The curves of Figure F2 both confirm the broad trend of initial shallow-marine, near continental conditions, evolving into an open oceanic environment. Variations in both curves during the Maastrichtian-early Oligocene may be explained by the influence of eustatic sea level changes, as further research will possibly show in more detail (see also Röhl et al., submitted [N1]). A marginal marine, pro-deltaic setting during the Maastrichtian-middle Eocene matches the low-diversity dinocyst assemblages, with cyclic optima of peridinioid species like Alterbidinium, Cerodinium, Deflandrea, Phthanoperidinium, Spinidinium, and Vozzhennikovia spp. and gonyaulacoid taxa such as Enneadocysta, Operculodinium, and Spiniferites spp. The dinocyst assemblages in this part of the core are very similar to those recorded elsewhere from ancient pro-delta deposits (Brinkhuis et al., 1992; Brinkhuis, 1994).
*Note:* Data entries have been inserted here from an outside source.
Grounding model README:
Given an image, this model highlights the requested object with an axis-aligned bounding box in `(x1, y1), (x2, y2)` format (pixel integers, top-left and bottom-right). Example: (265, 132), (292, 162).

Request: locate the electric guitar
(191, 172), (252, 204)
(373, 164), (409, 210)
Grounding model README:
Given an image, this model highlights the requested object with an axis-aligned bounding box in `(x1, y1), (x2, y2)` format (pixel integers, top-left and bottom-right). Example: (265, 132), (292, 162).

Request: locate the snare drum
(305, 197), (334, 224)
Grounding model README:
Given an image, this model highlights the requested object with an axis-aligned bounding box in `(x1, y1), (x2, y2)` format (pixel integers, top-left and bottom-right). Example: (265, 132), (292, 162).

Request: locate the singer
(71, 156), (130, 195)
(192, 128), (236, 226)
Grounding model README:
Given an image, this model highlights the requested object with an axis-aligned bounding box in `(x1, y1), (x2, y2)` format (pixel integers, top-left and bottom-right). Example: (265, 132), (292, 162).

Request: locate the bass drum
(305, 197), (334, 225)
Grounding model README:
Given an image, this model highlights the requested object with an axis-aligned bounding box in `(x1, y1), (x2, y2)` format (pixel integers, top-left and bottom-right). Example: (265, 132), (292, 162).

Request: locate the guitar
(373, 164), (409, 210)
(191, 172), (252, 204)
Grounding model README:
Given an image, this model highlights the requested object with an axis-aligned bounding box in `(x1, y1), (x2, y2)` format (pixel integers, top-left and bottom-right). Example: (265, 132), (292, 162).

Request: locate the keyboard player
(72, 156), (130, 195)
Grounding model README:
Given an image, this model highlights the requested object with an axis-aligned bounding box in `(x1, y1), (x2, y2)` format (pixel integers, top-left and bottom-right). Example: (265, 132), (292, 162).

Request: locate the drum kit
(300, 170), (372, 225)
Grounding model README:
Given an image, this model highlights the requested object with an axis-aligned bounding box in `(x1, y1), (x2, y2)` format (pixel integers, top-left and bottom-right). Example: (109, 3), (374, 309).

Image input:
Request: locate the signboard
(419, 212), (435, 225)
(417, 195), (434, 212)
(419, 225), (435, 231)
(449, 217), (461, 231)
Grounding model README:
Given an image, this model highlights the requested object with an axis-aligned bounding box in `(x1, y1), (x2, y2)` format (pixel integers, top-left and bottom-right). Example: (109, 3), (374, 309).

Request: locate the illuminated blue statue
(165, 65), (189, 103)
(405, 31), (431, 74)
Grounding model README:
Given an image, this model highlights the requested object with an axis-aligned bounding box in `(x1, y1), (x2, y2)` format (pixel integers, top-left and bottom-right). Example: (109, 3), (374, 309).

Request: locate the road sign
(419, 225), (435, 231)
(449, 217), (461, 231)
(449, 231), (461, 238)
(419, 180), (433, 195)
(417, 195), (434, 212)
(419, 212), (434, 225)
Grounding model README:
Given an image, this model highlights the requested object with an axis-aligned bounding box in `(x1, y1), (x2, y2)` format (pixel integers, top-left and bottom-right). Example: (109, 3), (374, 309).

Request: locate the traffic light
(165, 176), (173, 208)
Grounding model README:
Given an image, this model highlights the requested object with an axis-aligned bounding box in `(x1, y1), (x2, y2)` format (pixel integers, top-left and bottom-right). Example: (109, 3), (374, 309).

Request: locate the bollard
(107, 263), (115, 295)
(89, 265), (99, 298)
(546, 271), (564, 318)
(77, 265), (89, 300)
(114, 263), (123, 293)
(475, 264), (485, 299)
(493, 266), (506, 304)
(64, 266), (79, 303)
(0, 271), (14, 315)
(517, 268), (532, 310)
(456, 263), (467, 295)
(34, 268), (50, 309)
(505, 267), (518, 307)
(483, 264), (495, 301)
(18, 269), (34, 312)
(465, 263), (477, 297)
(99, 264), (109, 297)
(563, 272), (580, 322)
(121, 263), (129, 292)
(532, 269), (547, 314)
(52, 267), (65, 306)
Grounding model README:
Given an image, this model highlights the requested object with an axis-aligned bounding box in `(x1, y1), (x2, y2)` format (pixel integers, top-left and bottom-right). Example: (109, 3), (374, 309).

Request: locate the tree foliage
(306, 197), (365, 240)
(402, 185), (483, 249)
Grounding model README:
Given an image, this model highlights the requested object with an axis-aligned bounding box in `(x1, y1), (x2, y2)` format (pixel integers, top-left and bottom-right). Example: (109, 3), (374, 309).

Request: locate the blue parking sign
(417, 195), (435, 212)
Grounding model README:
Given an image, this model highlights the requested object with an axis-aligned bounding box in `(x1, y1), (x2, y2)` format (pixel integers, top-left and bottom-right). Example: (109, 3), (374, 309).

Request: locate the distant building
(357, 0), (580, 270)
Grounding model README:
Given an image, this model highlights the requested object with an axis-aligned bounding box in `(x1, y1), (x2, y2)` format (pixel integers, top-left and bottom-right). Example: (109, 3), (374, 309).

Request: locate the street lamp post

The middle and late Eocene are characterized by a slight increase in diversity, with more consistent occurrences of open-marine, neritic to offshore taxa like Enneadocysta spp., Thalassiphora pelagica, Cleistosphaeridium, and Hystrichokolpoma spp., besides increasing numbers of typical oceanic taxa like Nematosphaeropsis and Impagidinium spp. (cf. Fig. F2) (see also Röhl et al., submitted [N1]).
A general eutrophic nature of the surface waters influencing Site 1172 during the Paleogene is suggested from the high abundance of peridinioid, presumably heterotrophic, species (cf. Brinkhuis et al., 1992). This general pattern matches an initial pro-deltaic setting, changing into a more open-oceanic eutrophic (upwelling?) setting (see for further discussion Sluijs et al., this volume, and Stickley et al., submitted [N2]).